We have said that there are many vector potentials for a given vector field, but how much non-uniqueness is there?

If \(\vec A\) and \(\vec B\) are both vector potentials for a vector field
\(\vec F\), then \(\vec A=\vec B+\vec C\) for some curl-free vector field
\(\vec C\).

Since \(\vec F=\vec\nabla\times\vec A=\vec\nabla\times\vec B\), we have \(\vec\nabla\times(\vec A-\vec B)=\vec0\). Consequently, \(\vec C=\vec A-\vec B\) is curl free.

Since every gradient field is curl-free and most curl-free fields are gradient fields, one frequently says you can add an arbitrary gradient, \(\vec\nabla f\), to a vector potential, \(\vec B\), and get another vector potential, \(\vec A\): \[ \vec A=\vec B+\vec\nabla f \]

We can now fulfill a promise from earlier on this page.

If a vector field \(\vec F\) has a vector potential, \(\vec B\), then
there is another vector potential, \(\vec A\), for which \(A_3=0\).

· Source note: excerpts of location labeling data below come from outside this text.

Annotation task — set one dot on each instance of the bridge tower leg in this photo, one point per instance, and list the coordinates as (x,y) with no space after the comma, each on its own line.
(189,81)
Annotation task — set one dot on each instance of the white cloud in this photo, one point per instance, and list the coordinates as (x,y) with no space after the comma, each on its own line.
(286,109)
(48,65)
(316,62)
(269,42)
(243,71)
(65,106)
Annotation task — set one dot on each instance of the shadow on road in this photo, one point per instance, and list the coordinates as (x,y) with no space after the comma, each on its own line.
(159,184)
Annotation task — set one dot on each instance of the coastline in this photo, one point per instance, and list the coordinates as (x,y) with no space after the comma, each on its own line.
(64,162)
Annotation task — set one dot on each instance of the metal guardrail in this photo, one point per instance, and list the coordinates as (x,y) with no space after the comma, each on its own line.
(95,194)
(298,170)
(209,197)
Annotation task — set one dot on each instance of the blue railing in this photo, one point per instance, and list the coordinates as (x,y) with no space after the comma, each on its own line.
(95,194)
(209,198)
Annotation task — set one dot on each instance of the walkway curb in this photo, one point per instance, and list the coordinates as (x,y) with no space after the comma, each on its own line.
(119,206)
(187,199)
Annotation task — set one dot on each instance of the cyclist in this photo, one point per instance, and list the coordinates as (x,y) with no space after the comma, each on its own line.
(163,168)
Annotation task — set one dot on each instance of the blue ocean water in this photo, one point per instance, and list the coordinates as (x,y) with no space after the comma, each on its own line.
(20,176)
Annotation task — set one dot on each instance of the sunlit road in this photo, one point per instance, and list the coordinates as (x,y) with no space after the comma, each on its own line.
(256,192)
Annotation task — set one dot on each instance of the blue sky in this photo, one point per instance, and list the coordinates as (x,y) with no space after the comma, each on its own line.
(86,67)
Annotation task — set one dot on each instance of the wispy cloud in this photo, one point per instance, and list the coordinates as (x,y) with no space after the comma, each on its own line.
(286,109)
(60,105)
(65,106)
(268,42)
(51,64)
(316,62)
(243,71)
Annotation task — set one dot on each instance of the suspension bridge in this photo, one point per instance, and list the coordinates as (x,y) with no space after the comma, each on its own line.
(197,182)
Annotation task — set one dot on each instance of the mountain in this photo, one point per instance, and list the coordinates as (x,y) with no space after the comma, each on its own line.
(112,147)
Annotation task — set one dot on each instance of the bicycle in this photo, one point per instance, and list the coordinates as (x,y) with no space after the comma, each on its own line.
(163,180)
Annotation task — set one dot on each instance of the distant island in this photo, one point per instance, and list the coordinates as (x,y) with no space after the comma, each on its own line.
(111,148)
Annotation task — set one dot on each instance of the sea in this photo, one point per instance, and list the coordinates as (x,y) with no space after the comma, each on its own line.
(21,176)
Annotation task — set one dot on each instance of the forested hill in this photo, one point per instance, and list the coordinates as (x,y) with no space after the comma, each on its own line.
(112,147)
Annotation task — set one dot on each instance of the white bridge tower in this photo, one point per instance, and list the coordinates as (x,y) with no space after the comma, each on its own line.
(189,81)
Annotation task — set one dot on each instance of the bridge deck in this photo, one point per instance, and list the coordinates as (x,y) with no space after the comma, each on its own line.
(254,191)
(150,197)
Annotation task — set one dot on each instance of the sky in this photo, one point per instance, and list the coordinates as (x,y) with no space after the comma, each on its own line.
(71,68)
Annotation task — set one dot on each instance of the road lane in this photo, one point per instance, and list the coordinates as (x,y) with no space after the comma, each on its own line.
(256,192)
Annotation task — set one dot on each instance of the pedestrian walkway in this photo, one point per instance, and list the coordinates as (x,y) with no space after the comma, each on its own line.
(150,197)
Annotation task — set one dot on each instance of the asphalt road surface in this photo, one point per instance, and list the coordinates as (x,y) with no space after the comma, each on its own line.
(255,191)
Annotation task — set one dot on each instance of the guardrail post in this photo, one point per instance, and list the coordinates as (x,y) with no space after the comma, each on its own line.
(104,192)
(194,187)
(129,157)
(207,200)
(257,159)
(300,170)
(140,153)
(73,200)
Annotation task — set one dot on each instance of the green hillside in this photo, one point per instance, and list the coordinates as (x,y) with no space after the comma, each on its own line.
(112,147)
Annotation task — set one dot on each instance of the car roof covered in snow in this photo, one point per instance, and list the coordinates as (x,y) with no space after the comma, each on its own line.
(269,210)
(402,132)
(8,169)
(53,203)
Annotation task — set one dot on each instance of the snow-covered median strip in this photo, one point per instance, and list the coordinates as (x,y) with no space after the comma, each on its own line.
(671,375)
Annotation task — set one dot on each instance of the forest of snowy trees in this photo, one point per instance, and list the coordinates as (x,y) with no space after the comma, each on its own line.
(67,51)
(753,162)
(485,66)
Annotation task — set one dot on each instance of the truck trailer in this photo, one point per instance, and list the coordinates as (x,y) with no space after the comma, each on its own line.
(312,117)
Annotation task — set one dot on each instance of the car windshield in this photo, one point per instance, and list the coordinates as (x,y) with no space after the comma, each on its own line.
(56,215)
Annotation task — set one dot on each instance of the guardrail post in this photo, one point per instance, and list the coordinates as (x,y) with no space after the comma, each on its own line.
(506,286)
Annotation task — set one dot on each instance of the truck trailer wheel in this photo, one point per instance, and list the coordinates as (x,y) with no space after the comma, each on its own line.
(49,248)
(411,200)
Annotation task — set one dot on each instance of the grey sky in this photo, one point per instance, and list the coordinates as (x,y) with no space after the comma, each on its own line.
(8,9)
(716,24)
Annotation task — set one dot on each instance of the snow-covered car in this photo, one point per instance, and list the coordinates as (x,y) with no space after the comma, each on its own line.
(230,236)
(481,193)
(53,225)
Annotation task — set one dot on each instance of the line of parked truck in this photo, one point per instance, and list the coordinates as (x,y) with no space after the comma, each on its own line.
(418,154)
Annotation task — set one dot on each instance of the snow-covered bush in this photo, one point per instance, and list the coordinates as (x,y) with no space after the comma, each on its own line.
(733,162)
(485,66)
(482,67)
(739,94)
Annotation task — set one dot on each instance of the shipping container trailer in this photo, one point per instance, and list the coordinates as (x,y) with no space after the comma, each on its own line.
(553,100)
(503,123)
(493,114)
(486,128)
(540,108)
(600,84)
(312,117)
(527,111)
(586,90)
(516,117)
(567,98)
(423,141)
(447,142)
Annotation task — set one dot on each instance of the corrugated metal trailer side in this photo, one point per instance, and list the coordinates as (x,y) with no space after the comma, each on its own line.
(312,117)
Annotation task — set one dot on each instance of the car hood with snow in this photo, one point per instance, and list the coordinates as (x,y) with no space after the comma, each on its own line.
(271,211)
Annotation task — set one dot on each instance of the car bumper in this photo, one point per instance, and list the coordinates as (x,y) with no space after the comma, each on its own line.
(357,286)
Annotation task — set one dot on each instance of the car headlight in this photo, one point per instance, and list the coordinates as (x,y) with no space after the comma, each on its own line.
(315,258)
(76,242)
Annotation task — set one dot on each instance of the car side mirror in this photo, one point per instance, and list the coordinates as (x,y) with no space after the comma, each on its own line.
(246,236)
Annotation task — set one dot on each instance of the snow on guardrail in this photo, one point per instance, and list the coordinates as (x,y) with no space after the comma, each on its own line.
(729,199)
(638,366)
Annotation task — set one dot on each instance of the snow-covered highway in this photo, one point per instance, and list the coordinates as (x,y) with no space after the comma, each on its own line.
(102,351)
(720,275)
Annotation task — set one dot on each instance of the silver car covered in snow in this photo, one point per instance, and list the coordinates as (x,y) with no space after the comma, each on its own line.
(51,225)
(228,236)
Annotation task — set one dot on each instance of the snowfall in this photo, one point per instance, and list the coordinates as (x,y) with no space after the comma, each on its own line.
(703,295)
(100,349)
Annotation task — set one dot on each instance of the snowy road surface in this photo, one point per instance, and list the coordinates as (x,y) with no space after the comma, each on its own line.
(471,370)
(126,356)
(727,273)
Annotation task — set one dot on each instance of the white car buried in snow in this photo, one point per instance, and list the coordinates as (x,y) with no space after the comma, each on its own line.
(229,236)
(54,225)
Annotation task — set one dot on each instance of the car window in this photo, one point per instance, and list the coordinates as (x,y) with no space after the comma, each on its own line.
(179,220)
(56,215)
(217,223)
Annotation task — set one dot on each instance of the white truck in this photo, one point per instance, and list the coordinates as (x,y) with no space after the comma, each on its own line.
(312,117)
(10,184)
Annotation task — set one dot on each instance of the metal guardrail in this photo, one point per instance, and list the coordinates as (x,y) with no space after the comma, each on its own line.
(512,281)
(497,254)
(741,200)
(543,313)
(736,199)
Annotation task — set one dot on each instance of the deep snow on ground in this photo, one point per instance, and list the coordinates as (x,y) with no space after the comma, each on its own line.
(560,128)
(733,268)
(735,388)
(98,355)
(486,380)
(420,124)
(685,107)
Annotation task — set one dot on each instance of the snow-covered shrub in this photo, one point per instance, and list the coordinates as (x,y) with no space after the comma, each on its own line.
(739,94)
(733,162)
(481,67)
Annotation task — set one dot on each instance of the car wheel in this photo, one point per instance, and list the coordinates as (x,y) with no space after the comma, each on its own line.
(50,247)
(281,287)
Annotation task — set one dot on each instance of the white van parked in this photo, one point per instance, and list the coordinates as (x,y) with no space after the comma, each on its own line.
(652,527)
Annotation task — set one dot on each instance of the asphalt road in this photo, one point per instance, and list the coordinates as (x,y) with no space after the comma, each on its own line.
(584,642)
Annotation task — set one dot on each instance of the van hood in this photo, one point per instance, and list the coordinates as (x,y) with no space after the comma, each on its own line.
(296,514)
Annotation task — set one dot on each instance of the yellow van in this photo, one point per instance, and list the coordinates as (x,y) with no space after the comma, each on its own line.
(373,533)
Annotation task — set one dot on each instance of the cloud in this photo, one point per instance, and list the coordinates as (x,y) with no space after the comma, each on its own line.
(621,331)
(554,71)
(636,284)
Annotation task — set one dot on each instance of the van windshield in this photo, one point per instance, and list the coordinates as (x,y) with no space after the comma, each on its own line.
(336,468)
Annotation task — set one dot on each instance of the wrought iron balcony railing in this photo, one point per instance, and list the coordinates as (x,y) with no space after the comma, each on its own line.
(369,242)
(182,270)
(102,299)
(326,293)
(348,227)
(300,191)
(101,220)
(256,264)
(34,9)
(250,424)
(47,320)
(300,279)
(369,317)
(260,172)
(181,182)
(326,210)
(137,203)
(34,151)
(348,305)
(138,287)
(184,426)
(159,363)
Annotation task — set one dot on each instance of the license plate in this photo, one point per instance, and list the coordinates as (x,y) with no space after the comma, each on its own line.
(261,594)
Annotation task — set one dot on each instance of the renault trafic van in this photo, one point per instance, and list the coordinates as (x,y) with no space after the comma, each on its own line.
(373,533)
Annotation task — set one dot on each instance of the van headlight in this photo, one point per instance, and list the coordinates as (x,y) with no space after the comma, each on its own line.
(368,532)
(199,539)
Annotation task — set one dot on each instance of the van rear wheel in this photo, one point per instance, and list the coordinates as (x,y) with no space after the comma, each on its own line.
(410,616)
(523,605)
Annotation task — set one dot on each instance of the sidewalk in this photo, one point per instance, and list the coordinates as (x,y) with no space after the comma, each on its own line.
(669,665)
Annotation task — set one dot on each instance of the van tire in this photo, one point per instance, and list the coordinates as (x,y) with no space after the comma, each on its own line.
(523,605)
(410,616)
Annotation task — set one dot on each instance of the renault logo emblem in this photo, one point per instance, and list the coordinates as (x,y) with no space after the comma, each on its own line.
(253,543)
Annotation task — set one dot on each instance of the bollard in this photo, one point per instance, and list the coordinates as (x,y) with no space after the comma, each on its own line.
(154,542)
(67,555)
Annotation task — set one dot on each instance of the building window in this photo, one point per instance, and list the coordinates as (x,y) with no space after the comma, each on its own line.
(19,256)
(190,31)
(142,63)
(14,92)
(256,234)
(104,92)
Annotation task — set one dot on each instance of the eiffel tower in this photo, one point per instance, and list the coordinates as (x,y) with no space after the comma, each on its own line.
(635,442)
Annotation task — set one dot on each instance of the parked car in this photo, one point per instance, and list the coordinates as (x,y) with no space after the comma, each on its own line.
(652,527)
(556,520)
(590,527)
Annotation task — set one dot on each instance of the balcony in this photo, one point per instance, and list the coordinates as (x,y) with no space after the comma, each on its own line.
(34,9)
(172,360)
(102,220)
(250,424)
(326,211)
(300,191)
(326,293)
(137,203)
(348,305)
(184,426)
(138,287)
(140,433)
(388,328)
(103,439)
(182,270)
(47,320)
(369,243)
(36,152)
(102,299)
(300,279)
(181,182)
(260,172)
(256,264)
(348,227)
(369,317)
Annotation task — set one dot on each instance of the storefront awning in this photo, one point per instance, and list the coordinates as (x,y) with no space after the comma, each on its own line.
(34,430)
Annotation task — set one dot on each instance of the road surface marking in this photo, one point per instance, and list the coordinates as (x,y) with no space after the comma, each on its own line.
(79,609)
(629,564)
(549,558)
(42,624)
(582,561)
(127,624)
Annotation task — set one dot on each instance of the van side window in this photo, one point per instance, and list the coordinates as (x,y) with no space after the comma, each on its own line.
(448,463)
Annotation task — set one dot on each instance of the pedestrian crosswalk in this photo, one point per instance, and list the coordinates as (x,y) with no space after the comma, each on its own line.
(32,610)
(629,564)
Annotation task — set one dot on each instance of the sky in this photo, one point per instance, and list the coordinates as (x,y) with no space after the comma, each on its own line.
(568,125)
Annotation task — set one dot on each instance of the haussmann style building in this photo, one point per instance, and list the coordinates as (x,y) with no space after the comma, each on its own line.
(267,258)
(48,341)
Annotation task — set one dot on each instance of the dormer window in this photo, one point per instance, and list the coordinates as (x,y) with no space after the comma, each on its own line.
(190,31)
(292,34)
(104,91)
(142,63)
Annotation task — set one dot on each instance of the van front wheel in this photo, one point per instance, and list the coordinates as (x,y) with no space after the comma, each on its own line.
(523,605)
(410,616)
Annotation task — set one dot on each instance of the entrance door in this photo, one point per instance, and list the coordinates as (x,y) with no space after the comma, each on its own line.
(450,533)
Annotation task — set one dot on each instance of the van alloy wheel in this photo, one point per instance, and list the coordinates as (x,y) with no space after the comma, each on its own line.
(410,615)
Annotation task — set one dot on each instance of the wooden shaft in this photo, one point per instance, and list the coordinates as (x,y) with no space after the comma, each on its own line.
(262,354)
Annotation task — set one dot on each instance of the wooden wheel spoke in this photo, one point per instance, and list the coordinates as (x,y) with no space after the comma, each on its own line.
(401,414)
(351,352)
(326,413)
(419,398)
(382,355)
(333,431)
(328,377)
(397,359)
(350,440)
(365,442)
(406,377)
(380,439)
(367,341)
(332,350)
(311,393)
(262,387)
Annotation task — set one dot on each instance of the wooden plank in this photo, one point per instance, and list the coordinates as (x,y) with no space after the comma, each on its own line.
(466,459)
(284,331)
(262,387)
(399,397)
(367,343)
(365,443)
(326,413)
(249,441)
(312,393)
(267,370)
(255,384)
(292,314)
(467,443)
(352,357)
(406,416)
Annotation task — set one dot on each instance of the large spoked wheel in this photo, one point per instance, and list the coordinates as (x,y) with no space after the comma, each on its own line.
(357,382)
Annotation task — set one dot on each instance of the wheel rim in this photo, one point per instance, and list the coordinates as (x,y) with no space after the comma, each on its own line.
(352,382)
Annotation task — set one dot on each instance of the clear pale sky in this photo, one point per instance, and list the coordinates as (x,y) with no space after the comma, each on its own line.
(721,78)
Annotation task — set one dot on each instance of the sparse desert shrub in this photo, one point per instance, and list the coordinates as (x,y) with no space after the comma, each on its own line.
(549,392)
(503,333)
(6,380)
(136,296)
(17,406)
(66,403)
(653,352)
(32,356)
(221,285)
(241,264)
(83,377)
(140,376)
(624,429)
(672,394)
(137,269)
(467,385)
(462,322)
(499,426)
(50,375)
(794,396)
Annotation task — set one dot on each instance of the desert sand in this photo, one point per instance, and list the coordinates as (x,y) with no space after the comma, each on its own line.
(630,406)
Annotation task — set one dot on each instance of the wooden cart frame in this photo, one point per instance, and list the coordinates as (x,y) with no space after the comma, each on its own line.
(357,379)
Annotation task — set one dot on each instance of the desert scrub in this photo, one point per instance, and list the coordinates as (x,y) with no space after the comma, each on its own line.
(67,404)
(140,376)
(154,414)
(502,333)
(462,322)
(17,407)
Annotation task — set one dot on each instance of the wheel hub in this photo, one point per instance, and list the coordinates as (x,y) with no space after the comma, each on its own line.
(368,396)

Since \(\vec B\) is a vector potential for \(\vec F\), so is \(\vec A=\vec B+\vec\nabla f\) for any function \(f\). We want to find \(f\) so that \(A_3=0\). The equation for \(A_3\) is: \[ A_3=B_3+\partial_z f \] So we pick \(f\) so that \(\partial_z f=-B_3\). In other words, \(f\) can be any \(z\)-antiderivative of \(-B_3\).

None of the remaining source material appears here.